Thursday, April 8, 2010

The Quilt Rugs

I love American Craft.  Folk art, tramp art, fiber art, whatever.  I think American quilts are the most amazing things.  The art quilt movement is quite strong and those quilts are truly inspiring.  But, I still prefer an old-fashioned American quilt.

My grandma learned to quilt in her 80's (she lived to 103) and she loved the fabric piecing.  I haven't tried piecing, but sewing is really not my thing.  It's a means to an end for me.  Sewing allows me to line purses and make pillows and create scarves.  Quilting is too much sewing, I think.  But I want the look of quilting.  So, back when I first started rug hooking (2005-6) I thought it would be cool to take a single quilt block pattern, blow it up, and make a rug out of it.  These four rugs are my first attempts at this.  The designs came from a wonderful book called 849 Traditional Patchwork Patterns by Susan Winter Mills.  Wow.  849 different patterns.  I think I might be making these rugs for a long, long time.
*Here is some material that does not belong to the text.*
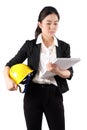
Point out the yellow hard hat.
[10,63,33,84]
This rug was the first one I did.  The darkest color is a great plaid that came from a thrift shop skirt.  I learned quite a bit on this rug.  First, curves are hard for a beginner.  The pinwheel in the center and the corners were really difficult.  Especially since my frame at that time was a stationary frame that didn't rotate easily.  The other thing I learned was that running out of wool can actualy improve your rug.  I ran out of my initial yellow.  So, I took the closest thing I could find to finish up.  To blend the two, I pulled out single strands in the finished triangles and worked in the new yellow.  The result was more movement and more interesting color.  Lesson learned.  Now I never do an entire large area with a single, solid color.  I always blend at least two similar shades.

This rug was my second one.  Again, the inspiration wool was a plaid with mustard, red, and blue in it.  I also had this wonderful charcoal grey and the best red ever.  I think this rug is my favorite of the four that I've done.  Lots of red, touches of blue, etc.  The oatmeal wool was a batch I'd bought on Ebay.  I learned never to buy pre-cut wool unless I can see it.  The ivory was a pretty loose weave and wasn't cut on the straight of the grain with any consistency.  So, lots of fraying and splitting.  I ended up tea-staining the wool to get a little less brightness.  It worked out fine, but lots of waste.

This Tumbling Blocks quilt was the 3rd one.  Tumbling Blocks is one of my favorite quilt blocks.  I love the optical illusion.  Many years ago I attended a Kaffe Fassett knitting workshop (yes, it was fabulous!) and we spent the week working the tumbling blocks pattern in about 50 shades of tapestry wool yarn.  I felted my swatch and turned it into a pillow.  Another picture for another day.  Anyway, I love Tumbling Blocks.  I decided to have a blue/yellow theme mainly because I had lots of those colors in my stash.  You may remember my stair riser in the same colorway.  Both used the same series of wools.  This was a fun rug to work on.  I didn't plan out the whole rug ahead of time but just had set combinations of colors and then put them in appropriate places as I went along.  There were some combinations I had very limited stock so those were placed and worked first to make sure I could maximize their impact.  This was a good rug for using up small bits.  It didn't take a lot of wool to work a single little diamond.

And, here's the final one in the series to date.  I worked this rug when I had my ankle surgery.  I had all the wool cut and organized and set up next to this one chair.  I would crutch-walk over, plop myself down, and hook.  I could even work this rug with my ankle elevated on the couch!  Within a few weeks, I had this one done.  A great project to take my  mind off my confinement.  The blue in this rug is a favorite.  I'm planning to use this blue in our new addition.  The combination with the orange is terrific, I think.  And, naturally, I had a plaid that matched.

On all these rugs, I took the pattern and Kinko's blew it up for me.  They can do any size you want.  I aimed for about 17X17 square.  But, some are slightly larger or smaller.  I don't think it really matters.  Once I had the blown-up print, I would tape it to one of my windowed doors and then tape the linen over the top.  Then, it was simply a matter of tracing the lines with the Sharpie.  It's important to follow the lines of the linen so your borders are nice and straight.  But, with patience, it works out.

Rug hooking camp is next week!  I'm almost done with the fruit basket rug.  Only background and border left to go.  That rug is HEAVY!!!  My frame is protesting every time I put the rug on.  I'm amazed at how much I've accomplished in the last few weeks.